Remember, this was a guy who burst out of the gate last season, leading the KU offense to scores on four consecutive possessions and a 24-0 first-quarter lead in the 2014 season opener. What if that magic returns and he finds a way to sustain that all season? He’ll be KU’s leading passer, that’s what.
By Benton Smith
If you want to predict which Kansas University quarterback will lead the team in passing yards this fall — and you don’t work on KU’s coaching staff — you might as well pin photos of junior Montell Cozart and freshmen Carter Stanley and Ryan Willis on a dart board, blindfold yourself and fire away until one sticks.
Head coach David Beaty and offensive coordinator Rob Likens surely have a better feel for how it will play out at QB than anyone on the outside looking in. The rest of us are waiting to see who is worthy of replacing injured senior Michael Cummings.
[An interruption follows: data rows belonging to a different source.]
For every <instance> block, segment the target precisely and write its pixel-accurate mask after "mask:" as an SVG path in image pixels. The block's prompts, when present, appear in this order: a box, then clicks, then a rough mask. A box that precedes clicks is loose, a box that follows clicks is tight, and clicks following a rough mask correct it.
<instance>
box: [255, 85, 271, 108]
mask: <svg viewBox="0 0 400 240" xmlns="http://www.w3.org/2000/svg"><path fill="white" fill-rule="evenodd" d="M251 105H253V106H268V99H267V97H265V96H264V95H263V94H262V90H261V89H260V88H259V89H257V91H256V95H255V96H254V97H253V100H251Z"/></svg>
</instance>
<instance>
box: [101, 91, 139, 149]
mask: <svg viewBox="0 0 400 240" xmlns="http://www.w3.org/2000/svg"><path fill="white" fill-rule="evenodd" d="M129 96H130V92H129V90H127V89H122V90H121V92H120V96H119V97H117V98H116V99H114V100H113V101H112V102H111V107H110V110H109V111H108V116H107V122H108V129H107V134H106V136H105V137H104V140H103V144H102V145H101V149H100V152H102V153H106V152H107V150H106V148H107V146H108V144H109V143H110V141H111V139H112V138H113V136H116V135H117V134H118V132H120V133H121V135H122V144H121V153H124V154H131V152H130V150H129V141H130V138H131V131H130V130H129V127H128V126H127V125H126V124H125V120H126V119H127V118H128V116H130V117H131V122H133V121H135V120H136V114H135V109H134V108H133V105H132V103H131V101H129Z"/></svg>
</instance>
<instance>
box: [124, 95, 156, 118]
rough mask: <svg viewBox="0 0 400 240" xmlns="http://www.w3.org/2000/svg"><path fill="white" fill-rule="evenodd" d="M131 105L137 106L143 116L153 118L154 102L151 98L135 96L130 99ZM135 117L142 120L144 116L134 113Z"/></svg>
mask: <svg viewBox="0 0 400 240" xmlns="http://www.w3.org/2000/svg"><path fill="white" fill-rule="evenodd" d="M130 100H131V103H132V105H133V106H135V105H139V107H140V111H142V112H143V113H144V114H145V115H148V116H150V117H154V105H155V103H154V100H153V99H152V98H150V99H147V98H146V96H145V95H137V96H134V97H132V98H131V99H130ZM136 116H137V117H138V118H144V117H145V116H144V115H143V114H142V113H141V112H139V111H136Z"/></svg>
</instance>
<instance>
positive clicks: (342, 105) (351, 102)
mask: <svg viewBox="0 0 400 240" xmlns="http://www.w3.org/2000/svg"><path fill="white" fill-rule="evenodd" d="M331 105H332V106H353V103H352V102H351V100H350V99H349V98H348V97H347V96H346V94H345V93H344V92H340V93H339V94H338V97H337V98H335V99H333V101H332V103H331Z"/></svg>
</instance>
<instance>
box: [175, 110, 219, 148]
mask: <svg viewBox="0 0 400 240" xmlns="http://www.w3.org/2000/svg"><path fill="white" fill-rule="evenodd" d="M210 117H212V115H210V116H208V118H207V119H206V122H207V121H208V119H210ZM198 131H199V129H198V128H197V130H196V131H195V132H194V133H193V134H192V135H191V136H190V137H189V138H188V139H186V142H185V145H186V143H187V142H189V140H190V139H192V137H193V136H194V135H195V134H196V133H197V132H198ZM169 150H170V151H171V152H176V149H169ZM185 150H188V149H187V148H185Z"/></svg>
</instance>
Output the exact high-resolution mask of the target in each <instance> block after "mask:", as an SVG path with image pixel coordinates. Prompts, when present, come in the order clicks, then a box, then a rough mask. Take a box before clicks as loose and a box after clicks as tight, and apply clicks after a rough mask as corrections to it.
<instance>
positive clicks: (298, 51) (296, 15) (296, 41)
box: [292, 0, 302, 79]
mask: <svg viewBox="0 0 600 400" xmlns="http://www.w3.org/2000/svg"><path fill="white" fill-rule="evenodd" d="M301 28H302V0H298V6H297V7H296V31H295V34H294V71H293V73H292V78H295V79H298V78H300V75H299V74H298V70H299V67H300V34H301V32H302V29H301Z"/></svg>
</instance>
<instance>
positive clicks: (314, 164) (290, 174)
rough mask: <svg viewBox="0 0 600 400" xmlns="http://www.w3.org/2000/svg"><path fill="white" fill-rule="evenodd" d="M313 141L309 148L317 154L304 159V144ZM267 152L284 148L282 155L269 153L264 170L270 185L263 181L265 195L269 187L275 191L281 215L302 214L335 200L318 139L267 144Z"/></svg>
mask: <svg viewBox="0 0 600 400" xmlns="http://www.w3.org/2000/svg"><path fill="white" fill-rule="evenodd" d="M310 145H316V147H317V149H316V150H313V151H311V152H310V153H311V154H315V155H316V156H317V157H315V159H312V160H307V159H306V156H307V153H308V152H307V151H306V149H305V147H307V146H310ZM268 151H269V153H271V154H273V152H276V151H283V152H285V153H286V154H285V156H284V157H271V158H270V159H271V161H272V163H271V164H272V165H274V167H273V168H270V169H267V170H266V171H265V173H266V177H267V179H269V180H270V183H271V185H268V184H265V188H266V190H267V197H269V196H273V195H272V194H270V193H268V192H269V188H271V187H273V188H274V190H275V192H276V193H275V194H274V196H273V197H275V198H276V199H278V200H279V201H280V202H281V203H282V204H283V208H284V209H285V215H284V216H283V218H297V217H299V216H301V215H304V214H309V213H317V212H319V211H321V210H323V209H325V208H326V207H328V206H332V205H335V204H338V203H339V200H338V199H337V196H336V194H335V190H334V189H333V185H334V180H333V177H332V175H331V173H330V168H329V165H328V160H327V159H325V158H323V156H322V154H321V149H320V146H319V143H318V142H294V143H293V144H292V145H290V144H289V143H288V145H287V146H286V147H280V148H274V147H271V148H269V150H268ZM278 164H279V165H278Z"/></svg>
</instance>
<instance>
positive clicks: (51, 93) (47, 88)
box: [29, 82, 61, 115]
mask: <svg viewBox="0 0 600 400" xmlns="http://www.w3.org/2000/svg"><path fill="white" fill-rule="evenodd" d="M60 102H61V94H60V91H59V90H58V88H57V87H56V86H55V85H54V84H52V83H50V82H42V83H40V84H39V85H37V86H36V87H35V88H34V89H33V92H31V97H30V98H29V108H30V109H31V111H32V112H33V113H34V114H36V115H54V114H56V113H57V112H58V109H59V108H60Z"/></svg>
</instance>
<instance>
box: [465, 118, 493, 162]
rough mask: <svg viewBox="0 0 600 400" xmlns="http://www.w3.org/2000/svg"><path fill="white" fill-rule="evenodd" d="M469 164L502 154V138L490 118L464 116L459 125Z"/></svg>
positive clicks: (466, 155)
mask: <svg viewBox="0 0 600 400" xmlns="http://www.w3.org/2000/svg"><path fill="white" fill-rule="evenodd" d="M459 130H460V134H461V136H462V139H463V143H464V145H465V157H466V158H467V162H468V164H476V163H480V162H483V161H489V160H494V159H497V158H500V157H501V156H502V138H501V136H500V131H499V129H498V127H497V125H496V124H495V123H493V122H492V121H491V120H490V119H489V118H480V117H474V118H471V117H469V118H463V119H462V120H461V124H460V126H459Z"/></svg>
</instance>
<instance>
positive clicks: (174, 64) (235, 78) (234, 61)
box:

Cozart’s past struggles (87-for-191 passing in his career, with five touchdowns and nine interceptions) suggest a surging freshman would be able to overtake the veteran sooner or later.
Even if the junior opens the season atop the depth chart, a newcomer could beat out Cozart just by catching up with him. The Jayhawks aren’t going to win many football games this fall, so they might as well start building for the future now. The sooner the young guys in the program get acclimated to the Big 12, the better.
Willis is a competitor. He didn’t choose Kansas to sit back and watch others play quarterback. He could’ve done that at Illinois, Kansas State, Tulsa or Wyoming — the other schools that offered Willis a scholarship. He saw a unique opportunity available at KU and began making a case for himself from the moment he arrived in Lawrence.
As Matt Tait wrote in early July, Willis, from nearby Bishop Miege (just like Cozart, incidentally), stood out this summer not only with his arm, but also his work ethic and leadership. Those intangibles give the three-star local product a bit of a head start in the race for playing time. Plus, at 6-foot-4, 205 pounds, Willis has the physical stature and athletic ability to make him competitive against Big 12 defenders. The 6-2, 188-pound Stanley might trail his fellow frosh in that category, and have a tougher time absorbing those hits from linebackers and defensive ends, which are inevitable.
Likens will make the offense manageable for whomever wins the QB job. If Willis can read the defense and pin-point his easiest-to-hit open target immediately, his task will be simple — even for a true freshman. KU doesn’t need him to drop back and throw 50-yard bombs. Five-yard quick-hitters will do. Anything to keep the offense on the field.
It’s as elementary as throwing darts.